The principal entrances were via the Reich Chancellery itself, via the underground carpark behind the Chancellery, and via the Foreign Ministry.

And the Chancellery garden was an internal courtyard, surrounded on all sided by buildings or high walls. So you couldn’t see this entrance until you were inside the garden.

So, I don’t think the Soviet forces could see any part of the Fuhrerbunker complex until after they had taken the Reich Chancellery in the early hours of 2 May. They certainly couldn’t see it on 30 April, when Hitler shot himself. They were still 500m away.

Plus, if I recall rightly, they didn’t know the Fuhrerbunker existed. They understood Hitler to be in the Reich Chancellery, and assumed he would be in a fortified place, and a bunker was a reasonable supposition. But they didn’t know anything about the actual bunker. From memory, the Soviets took the Reich Chancellery about 2:00 am. Weidling, the commander of the Berlin Defence Area, surrendered at 6:00 am at Chuikov’s headquarters and told the Soviets about the bunker. At that point, Krebs and Burgdorf may still have been alive in the bunker, but by the time the Soviets found their way in, about 9:00 am, both had shot themselves. The only person remaining alive in the bunker was a mechanic, Johannes Hentschel, who had stayed to keep the generators running, because they supplied power not only to the bunker itself but to a field hospital that was still more-or-less operating in the ruins of the Chancellery above.

According to Wikipedia, there’s a car park now on the spot where the emergency exit used to stand.

Well, there’s always Michael Burn.
Michael Burn met Hitler in 1935, and Hitler invited him to witness the rallies at Nuremburg in Septemeber as his guest.

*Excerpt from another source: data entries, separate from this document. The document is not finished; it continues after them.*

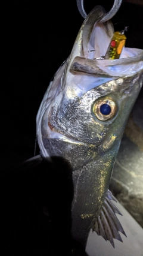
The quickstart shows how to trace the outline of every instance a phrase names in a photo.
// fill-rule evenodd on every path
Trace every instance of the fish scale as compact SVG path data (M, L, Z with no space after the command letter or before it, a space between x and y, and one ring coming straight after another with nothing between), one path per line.
M143 80L142 50L125 47L118 59L95 59L107 52L114 34L110 22L100 23L104 14L97 5L85 20L36 118L42 158L62 158L72 169L72 234L84 247L91 228L113 246L114 239L122 242L119 231L125 235L108 187ZM110 107L107 115L101 108L105 104Z

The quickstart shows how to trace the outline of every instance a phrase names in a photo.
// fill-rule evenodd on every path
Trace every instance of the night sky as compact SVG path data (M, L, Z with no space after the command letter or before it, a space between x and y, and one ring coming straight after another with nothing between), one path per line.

Hitler even autographed his copy of Mein Kampf.

After a visit to Dachau he lost his entusiasm for the Nazi, joind the British Army, became a Commando, and was captured during the raid on St Nazaire.
He was interrogated by Hitler’s personal translator, whom he had met in Nuremburg, and ultimately taken to Colditz for the rest of the war.
So, there was a British Commando who had met Hitler and shook his hand.
But I doubt any soldier ever got close to Hitler during the fighting.

Another avenue for Hitler to meet a foreign unformed service member is if they were acting as a military attache attending some formal reception.

Recap: Michael Burn (UK) and Louis Zamperini (USA), so far, had both met Hitler a few years before the war and before they were soldiers and POWs.

So, at one time during WW2, two soldiers, while in POW camps, could have said to their fellow POWs, “I met Hitler.”